Louis: So after you have the team that understands modern marketing. If you had three things to say to someone, what would be the three most important bullet points to focus on in developing their marketing program?
Jeanne: Become analytical. Become analytical. It’s not a matter of what color you change the logo to, or the fact that you updated the website. You have to understand the underlying metrics associated with that. How do you know that you’ve improved? How do you know what’s going on if you’re not analytical.
The second thing is to experiment. You have to try, because what fits me may not fit you. And you have to be able to figure out what levers to be able to pull. Getting back to the analytics component: have you analyzed the paid program? Have you analyzed the email program? Have you analyzed the tradeshow spend, online and offline?
So analytics, experimentation, and the third component is the ability to build a team. And whether it’s a team of one, or five, or vendors or however you have the ability to build the team.
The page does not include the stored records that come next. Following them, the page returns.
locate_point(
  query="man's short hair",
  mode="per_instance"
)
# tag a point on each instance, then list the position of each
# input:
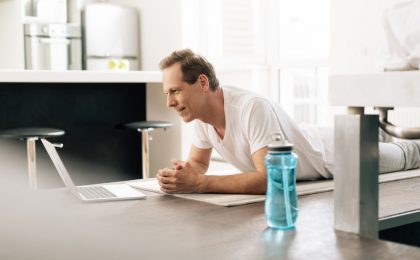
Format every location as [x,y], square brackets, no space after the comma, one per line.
[192,66]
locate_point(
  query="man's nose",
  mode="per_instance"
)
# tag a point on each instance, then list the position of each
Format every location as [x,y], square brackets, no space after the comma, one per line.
[170,102]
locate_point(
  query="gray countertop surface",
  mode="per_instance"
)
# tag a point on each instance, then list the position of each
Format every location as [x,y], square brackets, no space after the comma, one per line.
[53,224]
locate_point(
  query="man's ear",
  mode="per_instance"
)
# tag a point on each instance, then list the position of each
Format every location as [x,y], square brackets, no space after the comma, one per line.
[204,82]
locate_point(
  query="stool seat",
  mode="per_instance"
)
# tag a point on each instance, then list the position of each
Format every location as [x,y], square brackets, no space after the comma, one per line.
[140,125]
[30,132]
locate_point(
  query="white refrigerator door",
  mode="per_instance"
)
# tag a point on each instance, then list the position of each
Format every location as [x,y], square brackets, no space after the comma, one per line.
[111,30]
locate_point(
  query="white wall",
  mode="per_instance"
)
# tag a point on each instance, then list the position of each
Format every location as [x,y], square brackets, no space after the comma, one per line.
[11,39]
[357,41]
[357,35]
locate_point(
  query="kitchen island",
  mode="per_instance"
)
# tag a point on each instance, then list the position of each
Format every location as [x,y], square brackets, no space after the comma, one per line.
[88,105]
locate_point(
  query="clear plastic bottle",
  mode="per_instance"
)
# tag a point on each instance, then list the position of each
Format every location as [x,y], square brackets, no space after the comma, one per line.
[281,202]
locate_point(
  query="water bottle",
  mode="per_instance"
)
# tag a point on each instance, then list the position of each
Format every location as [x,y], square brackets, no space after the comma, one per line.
[281,208]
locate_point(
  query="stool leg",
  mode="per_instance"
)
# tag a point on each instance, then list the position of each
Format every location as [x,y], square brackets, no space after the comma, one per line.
[145,152]
[31,151]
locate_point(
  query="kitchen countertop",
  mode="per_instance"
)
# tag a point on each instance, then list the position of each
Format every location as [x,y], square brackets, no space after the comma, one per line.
[81,76]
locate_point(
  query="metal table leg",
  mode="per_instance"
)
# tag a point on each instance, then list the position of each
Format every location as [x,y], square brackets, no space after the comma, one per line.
[356,173]
[31,153]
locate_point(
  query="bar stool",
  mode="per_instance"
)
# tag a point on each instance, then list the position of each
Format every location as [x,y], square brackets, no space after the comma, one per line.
[31,134]
[145,127]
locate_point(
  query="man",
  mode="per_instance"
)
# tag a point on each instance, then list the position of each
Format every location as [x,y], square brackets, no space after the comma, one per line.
[239,124]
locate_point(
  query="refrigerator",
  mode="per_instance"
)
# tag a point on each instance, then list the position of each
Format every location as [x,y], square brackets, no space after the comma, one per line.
[111,35]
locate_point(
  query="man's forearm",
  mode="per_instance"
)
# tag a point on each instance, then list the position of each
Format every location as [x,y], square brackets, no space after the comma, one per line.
[243,183]
[199,167]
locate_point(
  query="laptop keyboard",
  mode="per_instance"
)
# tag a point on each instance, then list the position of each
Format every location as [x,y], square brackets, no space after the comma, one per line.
[95,192]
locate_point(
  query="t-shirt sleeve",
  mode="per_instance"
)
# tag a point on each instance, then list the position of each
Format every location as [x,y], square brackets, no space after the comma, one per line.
[260,122]
[200,137]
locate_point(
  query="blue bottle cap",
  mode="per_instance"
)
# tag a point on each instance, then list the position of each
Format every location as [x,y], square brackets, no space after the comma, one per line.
[279,144]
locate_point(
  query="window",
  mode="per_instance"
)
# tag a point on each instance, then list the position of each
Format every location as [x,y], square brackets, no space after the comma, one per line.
[277,48]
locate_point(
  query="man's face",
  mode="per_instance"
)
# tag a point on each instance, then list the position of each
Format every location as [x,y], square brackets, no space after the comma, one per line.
[186,99]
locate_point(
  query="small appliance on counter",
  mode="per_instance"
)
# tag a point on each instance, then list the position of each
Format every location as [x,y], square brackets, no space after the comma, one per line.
[111,37]
[53,47]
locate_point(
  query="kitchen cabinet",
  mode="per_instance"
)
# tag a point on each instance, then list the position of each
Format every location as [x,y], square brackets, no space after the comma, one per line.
[13,15]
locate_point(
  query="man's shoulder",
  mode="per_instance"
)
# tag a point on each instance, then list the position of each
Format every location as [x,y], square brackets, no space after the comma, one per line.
[242,97]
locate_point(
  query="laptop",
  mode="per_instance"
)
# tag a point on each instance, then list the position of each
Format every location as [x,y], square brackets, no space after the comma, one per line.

A good marketer needs to be able to paint a picture for the future, to be able to understand what the goals are. What are your goals as an organization? Is it to achieve sales and marketing alignment? Is it to be able to grow the business? Is it to be able to acquire X number of partners? Is it to have a successful user group? No matter what size team you’re on you’re always going to have some sort of overarching goal that’s going to make you successful as a team, as an organization.
And the only way that you can do that is building the right kind of team that’s analytical and is willing to experiment. And all three of those things. You need to have a team that is willing to be analytical and isn’t all messed up about the fact that, Oh my god, somebody is counting something. But you also have to be willing to fail. We all get hung up on, What if it goes wrong? What if something goes wrong? Because we’ve all been hit upside the head. And I’m sure you have tire tracks on your back, too, from being thrown under the bus. We all do. We’ve all been thrown under the bus in one capacity or another. It’s just the way that it operates, because marketing typically draws the short straw. We have the most budget, typically, in any the organization. We have the most variable when it comes to programs. So if they’re looking for a place to cut typically people come to us, “Listen, I need two million dollars” or “I need twenty million dollars”, whatever it is. And if you have the metrics you have the ability to say, “If you take this budget from me, this is what the impact will be.” If you have the ability to back that up, from a metrics standpoint, to be able to say, “I will not be able to do this program and this program and this program, which in turn will impact revenue to this degree. Is that what you want to do, Mr. CEO? Or Mrs. CEO?” And, if you have the ability to do that, you have made yourself immensely valuable.
So, it’s being analytical, being able look at numbers and discuss them well. And the second thing is being willing to experiment, and being willing to fail, so that you know if something is going to work or not work. And it’s okay to be afraid of something like that. And the third thing is the ability to build a team: the ability to build a team that really wants to be successful. So those are three things that I would say.